I can’t see colors too well, I have anomalous trichromacy vision which means my reds and greens don’t look like yours, what else? I broke my neck once, C-5 and C-6 are “moderately out,” that’s the time I dislocated three ribs from my spine and sent one through my lung—it hurt! Ailments, there’s more, I’m thinking. I’m allergic to avocado—not an ailment but I can’t eat them and, according to everyone else, I’m really missing out.

Glasses, that’s another one, my eyes are 20/270 or something like that which means I’m legally blind in one eye. I wear glasses but only one lens is magnified. Whenever someone says “can I see?” When they look through my glasses, their reaction is pretty funny as they jump backwards and quickly remove them from their face. There’s more, I just can’t think of them all right now.

My point is, I wouldn’t trade any of it. If all of my ailments awarded me a sharp mind with a mouth that can keep up with it, I’ll take the ailments. My fear is losing it.

People fear not having drinking water tomorrow. Someone reading this might be in the middle of a refinance and denial means no college tuition for someone. Terminally ill relative or maybe you’re terminally ill, maybe you’re a woman who’s hair is falling out and it scares you. Your kid’s in trouble with the law, you borrowed more than you can afford, bit off more than you can chew, layoffs. I fear losing my mind.

We’ve all seen them, could you imagine?! It looks terrifying. Each time I see someone elderly and mentally incapacitated, whether man or woman, usually they’re in a wheelchair at that point and they’re staring off at something that just isn’t there anymore. Confined to a wheelchair, trying to hold their head up with a wrist bent at 90 degrees and it’s twitching like advanced hypothermia. If I drooled on myself in public today—mortified. I’d be so embarrassed should anyone spot me before my immediate reaction to clean myself up. I always wonder if they know they’re drooling and are just completely incapable of controlling it. Are the thoughts still there but the mouth can’t keep up or is the mouth the only thing left? A little bit of both maybe, a lot of both? I fear not being able to think about these things.

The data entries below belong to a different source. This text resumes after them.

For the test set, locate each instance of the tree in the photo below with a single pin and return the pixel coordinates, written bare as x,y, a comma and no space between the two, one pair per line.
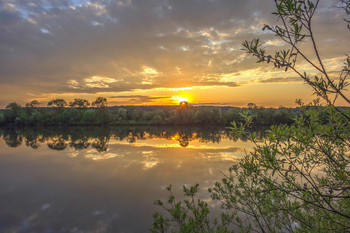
58,104
299,179
80,104
100,102
33,104
12,112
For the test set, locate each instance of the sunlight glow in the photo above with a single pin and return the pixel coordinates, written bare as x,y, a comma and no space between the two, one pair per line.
179,99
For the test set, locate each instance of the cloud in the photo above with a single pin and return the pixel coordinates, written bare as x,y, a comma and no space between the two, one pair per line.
141,98
281,80
53,46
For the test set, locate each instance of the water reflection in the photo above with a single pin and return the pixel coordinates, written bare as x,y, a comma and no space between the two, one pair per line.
104,179
81,138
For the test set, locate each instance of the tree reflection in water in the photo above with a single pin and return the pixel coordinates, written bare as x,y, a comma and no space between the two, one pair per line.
80,138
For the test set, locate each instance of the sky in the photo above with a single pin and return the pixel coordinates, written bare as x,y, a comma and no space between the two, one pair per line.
153,52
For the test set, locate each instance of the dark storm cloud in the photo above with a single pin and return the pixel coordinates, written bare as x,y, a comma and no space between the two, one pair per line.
58,46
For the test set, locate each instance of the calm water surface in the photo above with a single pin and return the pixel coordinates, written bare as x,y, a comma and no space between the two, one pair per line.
104,179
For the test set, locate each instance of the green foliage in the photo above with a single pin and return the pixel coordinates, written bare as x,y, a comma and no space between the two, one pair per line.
100,102
190,215
295,17
298,180
57,104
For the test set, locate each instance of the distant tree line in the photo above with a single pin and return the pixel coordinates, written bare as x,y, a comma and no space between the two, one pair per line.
81,112
80,138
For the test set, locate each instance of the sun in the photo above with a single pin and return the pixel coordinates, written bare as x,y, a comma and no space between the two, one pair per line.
180,99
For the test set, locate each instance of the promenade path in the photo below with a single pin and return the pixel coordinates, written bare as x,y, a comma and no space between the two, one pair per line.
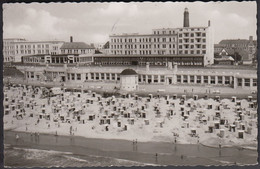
144,89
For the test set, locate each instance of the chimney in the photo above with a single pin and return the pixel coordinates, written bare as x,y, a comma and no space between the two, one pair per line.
147,66
175,69
170,65
186,18
250,38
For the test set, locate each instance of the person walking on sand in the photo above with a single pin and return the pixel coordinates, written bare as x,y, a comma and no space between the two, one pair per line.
17,138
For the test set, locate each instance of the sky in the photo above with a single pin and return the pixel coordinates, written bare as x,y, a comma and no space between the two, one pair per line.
94,22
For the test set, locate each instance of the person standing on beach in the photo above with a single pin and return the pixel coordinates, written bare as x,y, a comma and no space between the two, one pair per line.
17,138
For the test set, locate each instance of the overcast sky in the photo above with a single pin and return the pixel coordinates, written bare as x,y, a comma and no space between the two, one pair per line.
94,22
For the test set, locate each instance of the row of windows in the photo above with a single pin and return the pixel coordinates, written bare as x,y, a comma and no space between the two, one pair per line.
33,52
147,46
148,78
33,46
197,34
76,51
144,52
197,40
192,52
246,82
192,46
135,40
213,80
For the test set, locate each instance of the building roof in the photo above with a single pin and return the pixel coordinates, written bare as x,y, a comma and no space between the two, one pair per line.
76,45
234,41
128,72
225,58
219,46
12,72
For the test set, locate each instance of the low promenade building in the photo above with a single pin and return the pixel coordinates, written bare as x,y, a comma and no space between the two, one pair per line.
234,78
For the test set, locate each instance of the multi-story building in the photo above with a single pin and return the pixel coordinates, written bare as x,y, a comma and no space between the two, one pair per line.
9,48
246,48
14,49
76,48
185,46
28,48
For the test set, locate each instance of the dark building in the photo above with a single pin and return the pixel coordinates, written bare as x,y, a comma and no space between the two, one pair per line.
186,18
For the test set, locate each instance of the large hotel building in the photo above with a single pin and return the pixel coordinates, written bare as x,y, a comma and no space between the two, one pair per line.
187,46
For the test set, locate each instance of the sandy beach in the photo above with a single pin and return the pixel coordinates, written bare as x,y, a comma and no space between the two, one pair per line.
160,119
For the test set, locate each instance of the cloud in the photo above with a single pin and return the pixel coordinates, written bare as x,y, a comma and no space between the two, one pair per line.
39,24
98,38
119,9
238,20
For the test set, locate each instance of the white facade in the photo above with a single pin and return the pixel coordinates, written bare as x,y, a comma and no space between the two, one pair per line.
9,49
129,82
17,48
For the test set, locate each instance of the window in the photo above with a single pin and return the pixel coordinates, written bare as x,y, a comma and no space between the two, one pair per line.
191,79
72,76
162,79
78,76
32,75
227,80
247,82
219,79
97,76
205,79
155,80
179,78
185,79
254,82
108,76
212,79
239,82
198,79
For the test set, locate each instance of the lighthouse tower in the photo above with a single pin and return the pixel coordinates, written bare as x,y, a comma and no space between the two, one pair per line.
186,18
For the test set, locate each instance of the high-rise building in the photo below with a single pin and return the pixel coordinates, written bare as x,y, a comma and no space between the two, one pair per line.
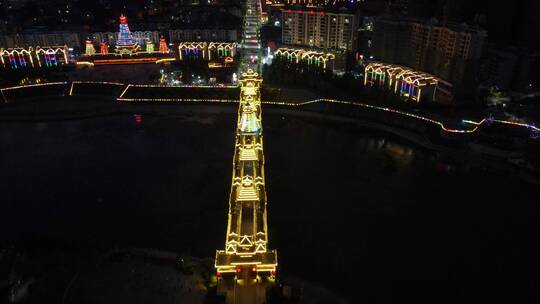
327,30
451,52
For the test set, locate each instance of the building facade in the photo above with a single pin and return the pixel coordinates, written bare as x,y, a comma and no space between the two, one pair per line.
140,37
203,35
325,30
451,52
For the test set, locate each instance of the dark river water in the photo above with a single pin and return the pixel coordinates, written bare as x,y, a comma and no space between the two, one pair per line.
372,217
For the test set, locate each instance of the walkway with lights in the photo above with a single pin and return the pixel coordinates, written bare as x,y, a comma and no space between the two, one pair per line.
246,267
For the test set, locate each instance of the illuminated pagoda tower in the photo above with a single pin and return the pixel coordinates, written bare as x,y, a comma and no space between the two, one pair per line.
125,43
90,50
149,46
104,48
163,48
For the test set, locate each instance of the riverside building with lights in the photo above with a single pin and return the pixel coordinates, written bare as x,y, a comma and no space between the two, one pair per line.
407,83
450,52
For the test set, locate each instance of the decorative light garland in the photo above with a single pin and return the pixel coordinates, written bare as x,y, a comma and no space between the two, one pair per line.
476,124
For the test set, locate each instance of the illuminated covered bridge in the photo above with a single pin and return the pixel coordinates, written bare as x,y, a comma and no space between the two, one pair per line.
247,262
408,83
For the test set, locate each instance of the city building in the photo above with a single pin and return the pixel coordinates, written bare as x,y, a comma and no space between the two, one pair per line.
140,37
34,57
334,60
230,35
449,51
320,29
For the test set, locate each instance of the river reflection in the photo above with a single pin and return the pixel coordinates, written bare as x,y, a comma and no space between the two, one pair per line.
360,211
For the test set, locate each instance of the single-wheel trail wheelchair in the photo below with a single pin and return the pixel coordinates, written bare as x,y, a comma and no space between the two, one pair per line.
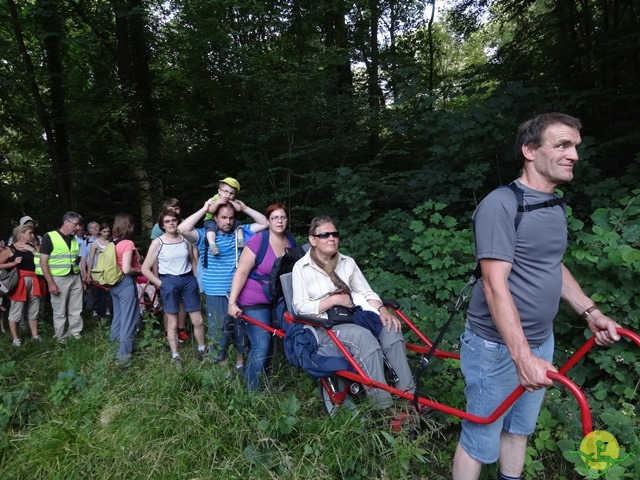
344,386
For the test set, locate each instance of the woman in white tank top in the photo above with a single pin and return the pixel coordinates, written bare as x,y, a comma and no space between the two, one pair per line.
176,281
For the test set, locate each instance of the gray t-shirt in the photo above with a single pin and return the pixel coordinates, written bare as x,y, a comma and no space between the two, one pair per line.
535,252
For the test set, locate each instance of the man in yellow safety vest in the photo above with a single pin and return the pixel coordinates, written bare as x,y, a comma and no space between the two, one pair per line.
59,262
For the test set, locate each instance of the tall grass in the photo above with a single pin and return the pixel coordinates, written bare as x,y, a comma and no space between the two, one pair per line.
81,416
70,412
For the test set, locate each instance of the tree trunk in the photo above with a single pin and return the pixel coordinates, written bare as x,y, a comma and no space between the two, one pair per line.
54,124
142,128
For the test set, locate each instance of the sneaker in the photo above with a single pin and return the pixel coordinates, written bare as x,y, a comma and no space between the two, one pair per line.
177,361
183,336
124,362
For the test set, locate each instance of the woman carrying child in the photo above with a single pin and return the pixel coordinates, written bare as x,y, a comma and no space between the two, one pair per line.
126,315
101,241
176,281
26,296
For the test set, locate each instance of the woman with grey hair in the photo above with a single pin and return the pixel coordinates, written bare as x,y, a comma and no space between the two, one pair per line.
325,278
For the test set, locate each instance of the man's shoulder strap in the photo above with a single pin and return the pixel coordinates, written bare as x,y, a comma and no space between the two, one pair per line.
519,193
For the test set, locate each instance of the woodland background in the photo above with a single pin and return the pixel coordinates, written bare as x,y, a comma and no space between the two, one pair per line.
374,112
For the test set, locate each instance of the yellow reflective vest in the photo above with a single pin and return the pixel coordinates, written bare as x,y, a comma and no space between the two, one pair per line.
62,258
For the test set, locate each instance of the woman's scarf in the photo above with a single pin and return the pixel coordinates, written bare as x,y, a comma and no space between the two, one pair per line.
330,269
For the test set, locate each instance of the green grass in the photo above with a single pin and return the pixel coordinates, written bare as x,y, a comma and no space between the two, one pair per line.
69,411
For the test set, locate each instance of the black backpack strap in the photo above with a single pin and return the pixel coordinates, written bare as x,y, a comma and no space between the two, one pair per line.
519,193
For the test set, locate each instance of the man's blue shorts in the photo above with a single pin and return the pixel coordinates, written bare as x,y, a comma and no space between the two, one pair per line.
490,377
179,289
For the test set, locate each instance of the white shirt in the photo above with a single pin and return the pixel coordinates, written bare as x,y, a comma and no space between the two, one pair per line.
311,284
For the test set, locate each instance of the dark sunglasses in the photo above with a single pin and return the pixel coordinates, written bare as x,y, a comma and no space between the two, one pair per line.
325,235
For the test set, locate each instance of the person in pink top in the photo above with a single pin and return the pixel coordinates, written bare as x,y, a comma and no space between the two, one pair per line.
126,314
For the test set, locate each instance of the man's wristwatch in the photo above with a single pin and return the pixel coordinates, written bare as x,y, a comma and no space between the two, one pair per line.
585,315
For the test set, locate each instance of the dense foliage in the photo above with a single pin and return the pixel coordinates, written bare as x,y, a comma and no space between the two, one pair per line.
392,121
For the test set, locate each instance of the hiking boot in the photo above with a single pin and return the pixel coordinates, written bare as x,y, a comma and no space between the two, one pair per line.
177,361
201,355
183,336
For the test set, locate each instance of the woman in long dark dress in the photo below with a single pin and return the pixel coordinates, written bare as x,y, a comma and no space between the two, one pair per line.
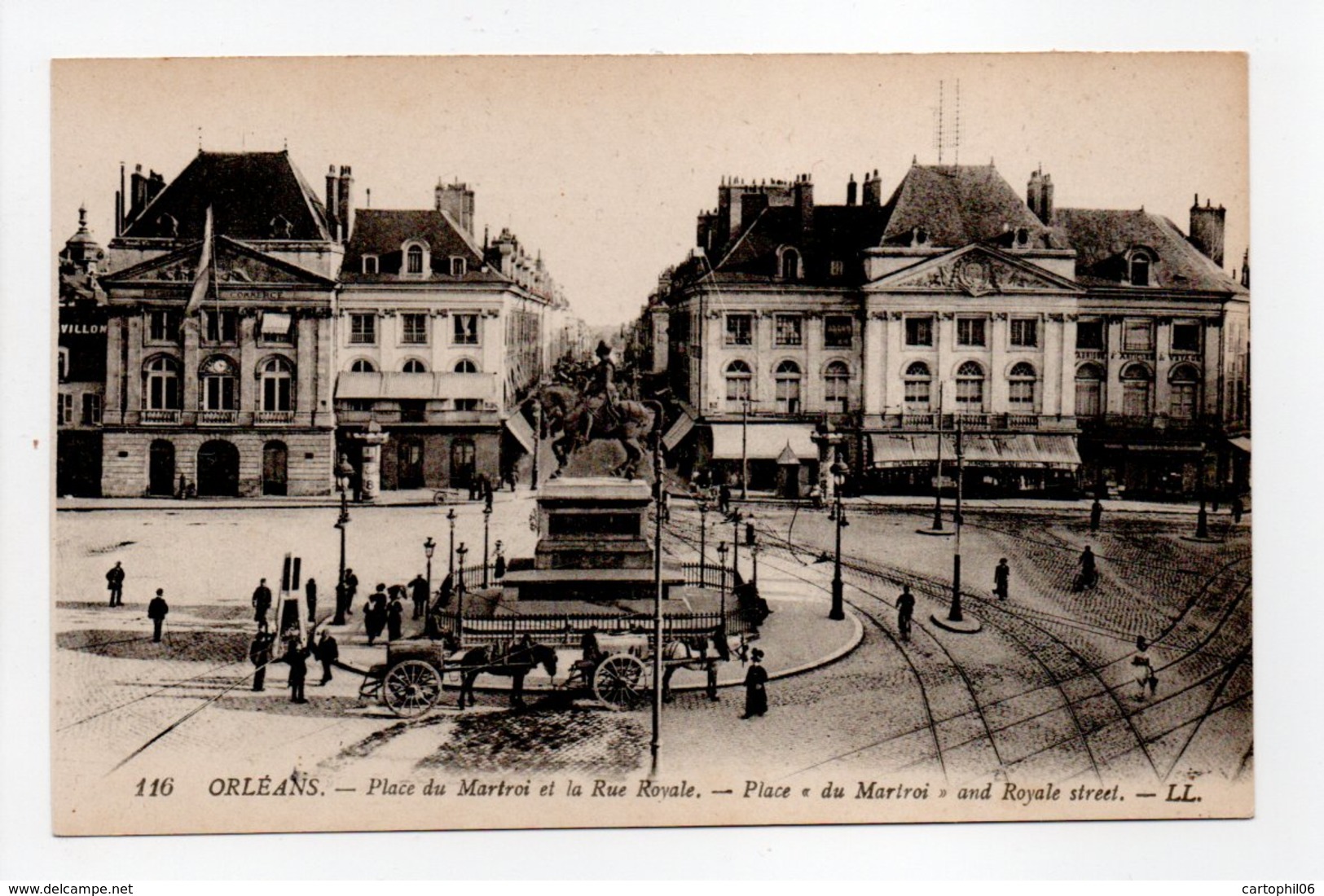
756,687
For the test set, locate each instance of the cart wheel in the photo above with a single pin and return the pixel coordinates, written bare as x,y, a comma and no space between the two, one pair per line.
412,687
620,682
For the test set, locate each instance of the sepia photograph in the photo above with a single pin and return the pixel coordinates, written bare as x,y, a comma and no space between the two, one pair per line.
506,442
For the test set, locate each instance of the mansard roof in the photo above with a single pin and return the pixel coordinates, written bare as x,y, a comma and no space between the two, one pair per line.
1105,239
247,192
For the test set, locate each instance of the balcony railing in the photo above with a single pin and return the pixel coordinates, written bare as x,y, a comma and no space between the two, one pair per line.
159,417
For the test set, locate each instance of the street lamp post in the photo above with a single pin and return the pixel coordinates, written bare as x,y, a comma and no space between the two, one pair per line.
451,556
838,477
487,515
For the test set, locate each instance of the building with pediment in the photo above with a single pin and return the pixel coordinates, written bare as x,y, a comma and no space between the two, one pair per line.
231,396
1057,349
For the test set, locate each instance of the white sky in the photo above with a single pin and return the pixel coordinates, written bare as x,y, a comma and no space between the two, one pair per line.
603,163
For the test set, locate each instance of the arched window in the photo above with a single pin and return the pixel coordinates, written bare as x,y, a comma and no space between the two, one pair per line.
737,381
836,383
790,265
919,385
277,381
1089,391
218,379
1137,391
970,385
1021,385
161,389
1185,391
787,377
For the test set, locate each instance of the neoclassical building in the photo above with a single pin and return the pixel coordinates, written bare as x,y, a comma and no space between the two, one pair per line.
1055,349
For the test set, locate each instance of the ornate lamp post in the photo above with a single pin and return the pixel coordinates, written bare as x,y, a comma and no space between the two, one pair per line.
838,477
487,515
343,474
451,556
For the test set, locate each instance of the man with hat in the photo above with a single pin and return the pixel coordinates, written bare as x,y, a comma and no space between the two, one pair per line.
756,687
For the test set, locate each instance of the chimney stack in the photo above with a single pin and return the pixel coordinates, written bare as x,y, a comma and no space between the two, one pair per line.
1207,229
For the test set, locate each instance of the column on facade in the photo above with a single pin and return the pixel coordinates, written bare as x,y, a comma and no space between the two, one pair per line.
873,372
1112,387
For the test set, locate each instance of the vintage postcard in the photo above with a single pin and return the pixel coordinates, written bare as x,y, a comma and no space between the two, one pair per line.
504,442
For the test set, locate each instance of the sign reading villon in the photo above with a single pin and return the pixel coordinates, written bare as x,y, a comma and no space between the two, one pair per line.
915,489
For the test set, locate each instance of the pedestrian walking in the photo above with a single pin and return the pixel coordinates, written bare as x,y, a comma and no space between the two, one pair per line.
156,612
756,687
904,612
395,617
116,584
328,652
297,656
1144,669
260,654
1001,578
419,591
261,605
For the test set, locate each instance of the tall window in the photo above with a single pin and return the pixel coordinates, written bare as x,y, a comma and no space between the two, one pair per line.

How sharp or accomplished was this man or woman before they were confined to this chair—did it come on suddenly or gradually? I’m always curious what their career was, where their family is, and just how much knowledge is in their brain that simply isn’t accessible anymore. I fear being this story’s inspiration.

Ever thought about it? Either you have or you’re “it’ll never happen to me” each time you pay them no attention as you vaguely observe them out of the corner of your peripheral. I think about these things. Wheelchairs and shaky wrists don’t concern me, not yet, not to say they won’t at some point, God I hope not. I’ve been acquiring arthritis for quite some time now but to say I’m afraid of those things happening, at this moment, ‘not really’ would be accurate. Not able to communicate, unable to do things like put this article together or, I don’t know, ‘talk,’ hold my head up by myself or feel self awareness and remain in control of my own self is fear worthy. Gnashing of teeth type fear.

As I evolve, commercials become clearer, know what I mean? As a kid, I didn’t notice things like political advertizements and all of those symptoms at the end of medication commercials. I only heard Toys R Us and “my buddy.” Eventually things like toothpaste commercials stand out, shoe sales, concerts—concert advertizements as a kid didn’t matter, fireworks and Hotwheels did. There was a time liquor sales got my attention. I’m at the age now when I hear investing or investment options I’m likely to pay attention, not that I’ll move forward with it or anything, I just hear it now. I guess what I’m trying to say is, there’s a whole aisle at the market dedicated to liquid absorbing drawls for seniors and I #love ❤️ not knowing where it is.